Over-consumption of milk may reduce the child’s intake of other foods and contribute to iron deficiency anaemia. A volume greater than 800mls per day should be avoided, particularly if food consumption is poor. Milk in bottles should be discouraged, as a practical strategy to limit milk intake.
Breastfeeding may be continued into the toddler years, dependent on toddler and mother attitudes. Children consuming greater than 2-3 breastfeeds per day during the second year and beyond, may be at risk of under-consumption of energy and some micro-nutrients.
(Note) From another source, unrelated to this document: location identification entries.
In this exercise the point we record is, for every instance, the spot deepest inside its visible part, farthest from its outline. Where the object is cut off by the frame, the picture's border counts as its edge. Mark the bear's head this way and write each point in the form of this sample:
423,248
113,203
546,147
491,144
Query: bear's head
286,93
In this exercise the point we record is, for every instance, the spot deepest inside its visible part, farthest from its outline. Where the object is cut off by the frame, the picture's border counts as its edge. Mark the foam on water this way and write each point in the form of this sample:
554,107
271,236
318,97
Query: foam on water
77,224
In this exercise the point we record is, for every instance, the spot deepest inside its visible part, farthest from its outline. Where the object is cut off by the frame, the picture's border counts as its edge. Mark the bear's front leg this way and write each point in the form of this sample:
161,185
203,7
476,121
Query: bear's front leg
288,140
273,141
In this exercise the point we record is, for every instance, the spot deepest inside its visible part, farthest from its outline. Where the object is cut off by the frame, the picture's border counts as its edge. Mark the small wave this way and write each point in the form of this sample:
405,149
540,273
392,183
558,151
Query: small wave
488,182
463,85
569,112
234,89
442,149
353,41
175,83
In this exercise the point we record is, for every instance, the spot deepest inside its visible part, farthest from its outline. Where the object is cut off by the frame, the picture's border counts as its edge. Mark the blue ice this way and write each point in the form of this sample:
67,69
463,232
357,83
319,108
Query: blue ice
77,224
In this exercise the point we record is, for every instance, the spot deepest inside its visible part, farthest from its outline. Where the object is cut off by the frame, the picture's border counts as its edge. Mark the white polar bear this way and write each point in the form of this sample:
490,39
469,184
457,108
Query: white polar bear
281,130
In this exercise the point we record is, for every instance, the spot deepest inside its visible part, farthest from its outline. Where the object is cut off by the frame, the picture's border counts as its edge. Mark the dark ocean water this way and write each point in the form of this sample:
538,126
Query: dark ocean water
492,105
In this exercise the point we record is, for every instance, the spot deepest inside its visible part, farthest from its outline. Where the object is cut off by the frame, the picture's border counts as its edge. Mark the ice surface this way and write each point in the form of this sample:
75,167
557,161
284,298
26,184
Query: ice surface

For children who prefer not to drink milk, adequate calcium can be obtained from cheese, yoghurt, or milk-based custards. Sardines and other fish whose bones are eaten, and some nuts (such as almonds), also have moderate amount of calcium and protein.
Osteoporosis
Osteoporosis, a result of low bone mass, can lead to bone fragility and an increased risk of fractures. Around 60 percent of post-menopausal women are considered at risk of osteoporosis.
The peak bone density occurs at some time in the early 20’s, following progressive accumulation of calcium in the skeleton during all throughout childhood and particularly during adolescence. Children who consume a low calcium diet, or have inadequate development of peak bone mass are at a higher risk of osteoporosis later in life.

Lactose intolerance
Lactose intolerance is most commonly a temporary, acquired condition in young children following acute gastroenteritis. It is also high in Asian communities (at 80-90 per cent), but relatively low in adult caucasians (at 10-20 per cent). Lactose intolerance is rare in children. There are a variety of low-lactose milks and formulas available for children with lactose intolerance so that calcium intake is not compromised.
Reduced fat milks
Reduced fat milks are not suitable for children less than 2 years: milk is a major energy source during the rapid growth experienced by young children.